I never said that atheists couldn't believe that being moral is rational, or even that they couldn't be moral.  But that doesn't mean that their philosophy is able to sustain that idea.  Absolute morality of any kind is extraneous to dialectical materialism and must be held in spite of it.  The existentialist philosophers saw this too.


Since you mentioned the French Existentialists, you may recall that "overstepping rationality in order to find meaning" was one of their main themes.  Why?  Because in a godless universe, rational thinking cannot arrive at the necessity of moral behavior.  They probably inherited this realization from the first Existential writer, Fyodor Dostoevsky, who wrote "If there is no God, all things are permissible".  And though they didn't accept God and Christ as the solution (as Dostoevsky definitely did), they accepted the basic dilemma.  But tensions existed within their existentialism.  And though Sarte once wrote that "Atheism is a cruel and long range affair: I think I've carried it through, I see clearly, I've lost my illusions", he later said during an interview, "I do not feel that I am the product of chance, a speck of dust in the universe, but someone who was expected, prepared, prefigured. In short, a being whom only a Creator could put here; and this idea of a creating hand refers to God".   Albert Camus also greatly criticized Sartre for his activism, for its philanthropic leaning was somewhat inconsistent with the things he typically wrote.


Also, Bertrand Russell's later years were plagued with a profound skepticism (hint ... everything was in doubt, even his very own being and significance).  In contrast to his atheism he also once wrote the following:  "The root of the matter is a very simple and old-fashioned thing, a thing so simple that I am almost ashamed to mention it, for fear of the derisive smile with which wise cynics will greet my words. The thing I mean—please forgive me for mentioning it—is love, Christian love, or compassion. If you feel this, you have a motive for existence, a guide in action, a reason for courage, an imperative necessity for intellectual honesty"  (from 'The Impact of Science on Society')

As far as being "good" is concerned, I honestly think that there is no one wholly good except God.  But what goodness there may be is due to the fact that we were created in his image, and so the desire for "good" is often there despite wrong beliefs.  That is not to say that belief is unimportant, or that it doesn't affect one's morality.


quote:
I think you're conflating The Theory of Evolution here, which, as I understand it, is a theory that has been tested and forged for over a hundred and fifty years and been modified as needed to fit the data that confirms or disconfirms pieces of it, and Evolutionary Biology, which is a reasonably recent grafting onto the scientific tree.  Whether evolution can be adapted to use in this particular fashion is not at all clear, though people are making very free with that particular theory right now.

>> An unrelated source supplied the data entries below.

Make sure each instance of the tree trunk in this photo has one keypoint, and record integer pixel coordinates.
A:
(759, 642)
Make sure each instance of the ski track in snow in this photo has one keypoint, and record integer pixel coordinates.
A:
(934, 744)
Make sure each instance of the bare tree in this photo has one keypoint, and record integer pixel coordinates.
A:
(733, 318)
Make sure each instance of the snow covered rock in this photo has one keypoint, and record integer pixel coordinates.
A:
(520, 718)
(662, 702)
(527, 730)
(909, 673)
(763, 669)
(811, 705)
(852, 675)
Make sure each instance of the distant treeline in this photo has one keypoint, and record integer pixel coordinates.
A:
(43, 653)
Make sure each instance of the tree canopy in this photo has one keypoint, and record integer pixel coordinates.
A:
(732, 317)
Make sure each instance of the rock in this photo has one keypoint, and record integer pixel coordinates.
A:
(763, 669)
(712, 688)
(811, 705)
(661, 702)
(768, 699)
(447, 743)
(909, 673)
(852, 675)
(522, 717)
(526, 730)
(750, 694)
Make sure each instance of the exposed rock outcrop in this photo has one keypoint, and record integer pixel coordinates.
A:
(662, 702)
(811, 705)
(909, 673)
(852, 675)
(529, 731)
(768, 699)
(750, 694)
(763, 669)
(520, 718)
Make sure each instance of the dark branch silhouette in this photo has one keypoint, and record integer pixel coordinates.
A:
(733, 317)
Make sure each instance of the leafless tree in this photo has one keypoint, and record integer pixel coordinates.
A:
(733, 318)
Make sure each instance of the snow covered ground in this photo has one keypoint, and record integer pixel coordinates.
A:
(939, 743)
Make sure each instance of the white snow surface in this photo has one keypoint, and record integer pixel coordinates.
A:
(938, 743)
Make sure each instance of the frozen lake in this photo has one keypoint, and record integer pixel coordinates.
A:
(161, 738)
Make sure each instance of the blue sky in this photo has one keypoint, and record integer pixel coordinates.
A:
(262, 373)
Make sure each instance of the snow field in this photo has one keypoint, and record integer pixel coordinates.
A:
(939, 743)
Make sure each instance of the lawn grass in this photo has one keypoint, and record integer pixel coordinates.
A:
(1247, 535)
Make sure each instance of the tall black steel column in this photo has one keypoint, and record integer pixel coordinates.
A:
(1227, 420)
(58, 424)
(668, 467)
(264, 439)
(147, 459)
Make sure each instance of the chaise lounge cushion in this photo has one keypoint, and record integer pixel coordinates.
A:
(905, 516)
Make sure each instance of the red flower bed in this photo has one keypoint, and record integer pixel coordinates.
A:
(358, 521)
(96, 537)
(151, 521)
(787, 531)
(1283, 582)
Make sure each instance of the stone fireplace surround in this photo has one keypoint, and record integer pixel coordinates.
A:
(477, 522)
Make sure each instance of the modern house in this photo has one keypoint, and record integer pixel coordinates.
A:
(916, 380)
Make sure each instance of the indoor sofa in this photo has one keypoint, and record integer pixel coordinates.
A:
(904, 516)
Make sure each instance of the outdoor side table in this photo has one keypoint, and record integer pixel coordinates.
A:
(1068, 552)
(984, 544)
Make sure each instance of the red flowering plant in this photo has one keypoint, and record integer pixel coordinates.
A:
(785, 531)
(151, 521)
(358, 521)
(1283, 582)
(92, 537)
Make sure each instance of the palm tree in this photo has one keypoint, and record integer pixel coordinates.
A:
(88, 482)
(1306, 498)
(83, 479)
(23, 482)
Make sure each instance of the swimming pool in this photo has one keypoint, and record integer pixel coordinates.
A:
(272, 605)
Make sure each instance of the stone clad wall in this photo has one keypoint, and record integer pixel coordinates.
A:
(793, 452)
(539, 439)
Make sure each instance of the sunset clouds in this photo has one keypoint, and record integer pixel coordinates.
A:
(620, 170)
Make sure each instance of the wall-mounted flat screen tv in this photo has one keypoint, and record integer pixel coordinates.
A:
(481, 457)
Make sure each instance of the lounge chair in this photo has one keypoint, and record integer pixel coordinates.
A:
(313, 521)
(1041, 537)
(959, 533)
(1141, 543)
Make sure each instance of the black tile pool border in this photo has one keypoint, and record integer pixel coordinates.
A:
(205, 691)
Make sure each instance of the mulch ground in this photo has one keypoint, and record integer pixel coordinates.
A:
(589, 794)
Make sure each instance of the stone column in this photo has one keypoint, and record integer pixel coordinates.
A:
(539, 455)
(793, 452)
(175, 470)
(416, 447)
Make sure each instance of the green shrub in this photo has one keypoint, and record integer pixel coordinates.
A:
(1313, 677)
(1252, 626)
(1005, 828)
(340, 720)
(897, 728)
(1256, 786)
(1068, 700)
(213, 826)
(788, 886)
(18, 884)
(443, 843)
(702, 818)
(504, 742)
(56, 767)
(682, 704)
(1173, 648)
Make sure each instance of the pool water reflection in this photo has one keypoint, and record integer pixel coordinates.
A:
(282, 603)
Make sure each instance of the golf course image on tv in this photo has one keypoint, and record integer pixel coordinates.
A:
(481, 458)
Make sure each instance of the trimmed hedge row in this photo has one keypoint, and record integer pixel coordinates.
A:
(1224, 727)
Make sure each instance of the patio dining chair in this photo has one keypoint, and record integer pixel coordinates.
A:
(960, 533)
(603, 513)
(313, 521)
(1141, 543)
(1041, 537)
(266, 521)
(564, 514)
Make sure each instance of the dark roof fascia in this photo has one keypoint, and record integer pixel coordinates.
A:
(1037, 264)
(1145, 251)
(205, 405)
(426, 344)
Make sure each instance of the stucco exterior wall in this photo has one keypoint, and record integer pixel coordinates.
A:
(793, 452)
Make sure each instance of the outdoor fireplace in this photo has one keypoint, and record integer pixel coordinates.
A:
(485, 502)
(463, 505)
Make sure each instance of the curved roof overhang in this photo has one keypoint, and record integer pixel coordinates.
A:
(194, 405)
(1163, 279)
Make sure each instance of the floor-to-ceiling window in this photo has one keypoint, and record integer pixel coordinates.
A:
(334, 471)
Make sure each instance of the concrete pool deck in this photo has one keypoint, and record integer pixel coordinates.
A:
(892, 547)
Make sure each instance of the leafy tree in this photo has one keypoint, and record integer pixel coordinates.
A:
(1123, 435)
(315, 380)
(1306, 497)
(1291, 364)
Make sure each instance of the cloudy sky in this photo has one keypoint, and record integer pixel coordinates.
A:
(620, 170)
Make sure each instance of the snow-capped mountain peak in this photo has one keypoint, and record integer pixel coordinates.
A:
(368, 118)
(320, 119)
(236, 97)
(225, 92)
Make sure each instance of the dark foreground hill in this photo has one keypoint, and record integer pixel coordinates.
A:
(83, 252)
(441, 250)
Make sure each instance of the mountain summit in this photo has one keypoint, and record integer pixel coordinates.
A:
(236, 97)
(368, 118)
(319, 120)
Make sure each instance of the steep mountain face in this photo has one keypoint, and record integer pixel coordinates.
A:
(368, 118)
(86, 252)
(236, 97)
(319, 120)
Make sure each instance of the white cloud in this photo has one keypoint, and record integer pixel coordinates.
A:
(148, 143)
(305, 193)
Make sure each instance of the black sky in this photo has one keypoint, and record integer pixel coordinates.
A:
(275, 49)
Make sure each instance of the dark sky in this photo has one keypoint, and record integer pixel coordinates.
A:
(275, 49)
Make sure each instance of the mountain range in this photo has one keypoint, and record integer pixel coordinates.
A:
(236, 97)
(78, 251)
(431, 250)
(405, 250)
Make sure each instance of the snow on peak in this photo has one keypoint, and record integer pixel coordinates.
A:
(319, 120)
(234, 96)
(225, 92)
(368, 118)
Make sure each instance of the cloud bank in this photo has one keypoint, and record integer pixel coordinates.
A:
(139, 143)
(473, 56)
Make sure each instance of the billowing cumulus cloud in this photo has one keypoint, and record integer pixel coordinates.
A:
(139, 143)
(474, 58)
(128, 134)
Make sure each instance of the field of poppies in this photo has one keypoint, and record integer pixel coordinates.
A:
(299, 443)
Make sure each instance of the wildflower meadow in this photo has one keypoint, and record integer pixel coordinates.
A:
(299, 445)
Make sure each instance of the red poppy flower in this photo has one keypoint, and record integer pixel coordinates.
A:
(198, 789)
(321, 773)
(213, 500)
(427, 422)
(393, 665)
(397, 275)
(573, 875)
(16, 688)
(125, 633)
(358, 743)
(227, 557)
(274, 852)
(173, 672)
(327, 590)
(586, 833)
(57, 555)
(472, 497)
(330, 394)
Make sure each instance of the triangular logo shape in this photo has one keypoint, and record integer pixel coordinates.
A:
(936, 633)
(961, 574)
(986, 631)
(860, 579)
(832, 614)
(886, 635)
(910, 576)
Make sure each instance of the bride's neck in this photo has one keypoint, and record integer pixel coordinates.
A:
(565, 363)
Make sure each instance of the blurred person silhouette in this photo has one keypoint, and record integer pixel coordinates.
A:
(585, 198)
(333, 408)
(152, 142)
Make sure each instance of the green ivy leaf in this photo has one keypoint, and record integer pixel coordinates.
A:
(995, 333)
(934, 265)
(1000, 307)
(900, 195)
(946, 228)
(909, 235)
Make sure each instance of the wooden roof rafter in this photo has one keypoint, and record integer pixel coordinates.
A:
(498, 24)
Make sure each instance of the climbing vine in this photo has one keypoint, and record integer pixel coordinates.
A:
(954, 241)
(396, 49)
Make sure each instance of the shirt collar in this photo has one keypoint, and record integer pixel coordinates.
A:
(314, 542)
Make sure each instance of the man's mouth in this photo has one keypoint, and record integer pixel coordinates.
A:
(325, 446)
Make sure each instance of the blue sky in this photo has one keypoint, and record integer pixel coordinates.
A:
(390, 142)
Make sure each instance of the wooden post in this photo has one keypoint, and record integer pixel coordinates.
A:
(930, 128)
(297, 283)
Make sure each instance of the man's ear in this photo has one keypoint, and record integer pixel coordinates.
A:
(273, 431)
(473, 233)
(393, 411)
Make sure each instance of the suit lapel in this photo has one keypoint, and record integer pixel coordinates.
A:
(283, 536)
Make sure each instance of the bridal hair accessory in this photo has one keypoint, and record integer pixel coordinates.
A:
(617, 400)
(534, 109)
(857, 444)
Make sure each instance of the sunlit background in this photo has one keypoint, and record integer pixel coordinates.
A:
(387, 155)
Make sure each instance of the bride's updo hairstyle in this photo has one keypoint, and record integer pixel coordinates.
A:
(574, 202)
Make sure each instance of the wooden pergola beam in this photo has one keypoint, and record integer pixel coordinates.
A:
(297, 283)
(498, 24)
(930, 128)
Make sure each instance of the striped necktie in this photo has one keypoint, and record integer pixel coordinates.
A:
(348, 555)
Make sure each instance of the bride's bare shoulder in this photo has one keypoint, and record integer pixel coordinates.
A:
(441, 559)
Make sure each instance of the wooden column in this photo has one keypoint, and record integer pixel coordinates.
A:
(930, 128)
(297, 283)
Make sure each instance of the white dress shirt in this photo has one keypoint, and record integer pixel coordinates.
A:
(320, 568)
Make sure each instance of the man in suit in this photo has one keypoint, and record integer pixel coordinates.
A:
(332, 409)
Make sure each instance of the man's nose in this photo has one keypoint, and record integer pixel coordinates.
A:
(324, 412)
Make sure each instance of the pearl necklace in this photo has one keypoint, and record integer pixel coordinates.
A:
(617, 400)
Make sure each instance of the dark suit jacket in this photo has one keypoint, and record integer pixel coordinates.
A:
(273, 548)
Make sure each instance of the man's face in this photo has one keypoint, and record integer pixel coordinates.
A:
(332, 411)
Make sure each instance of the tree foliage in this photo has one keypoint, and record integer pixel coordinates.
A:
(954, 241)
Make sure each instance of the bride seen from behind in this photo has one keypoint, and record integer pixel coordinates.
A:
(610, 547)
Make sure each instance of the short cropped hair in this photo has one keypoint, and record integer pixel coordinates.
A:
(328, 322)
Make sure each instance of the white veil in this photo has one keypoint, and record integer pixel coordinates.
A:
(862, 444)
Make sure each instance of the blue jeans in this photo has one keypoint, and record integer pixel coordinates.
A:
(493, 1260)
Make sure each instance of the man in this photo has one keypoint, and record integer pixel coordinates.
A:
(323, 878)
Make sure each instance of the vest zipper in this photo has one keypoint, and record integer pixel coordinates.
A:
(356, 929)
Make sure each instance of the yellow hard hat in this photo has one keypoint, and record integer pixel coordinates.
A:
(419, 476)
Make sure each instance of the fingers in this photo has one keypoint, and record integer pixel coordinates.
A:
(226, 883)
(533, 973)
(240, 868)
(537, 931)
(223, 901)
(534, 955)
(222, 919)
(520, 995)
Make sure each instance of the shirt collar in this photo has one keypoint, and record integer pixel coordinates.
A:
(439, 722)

I was using the term "Evolution" in the most widely held fashion, the contemporary equation of it with the theory of Common Descent, or Common Ancestry.  If you make a distinction between this and Evolution, I am fine with that, and would like to do the same.  Though the most popular proponents today (not just lay people) use it in the much more ambitious sense ... the so-called scientific explanation of all of life.


quote:
You take your heart and your brain and your friends and whatever other  pieces of help you need, scientific method or bible or Tao te Ching and you do what you can.  There are atheists who believe in rights, I've named some of them above, and if you look around cautiously enough, there may even be one or two others someplace worth getting to know.  All logic to the contrary.


Get help from where you may indeed.  And inconsistency between someone's philosophy and their beliefs or actions, is certainly no reason for disdain.

You bring up many good points and questions,

Peace,

Stephen

[This message has been edited by Stephanos (02-06-2008 12:19 AM).]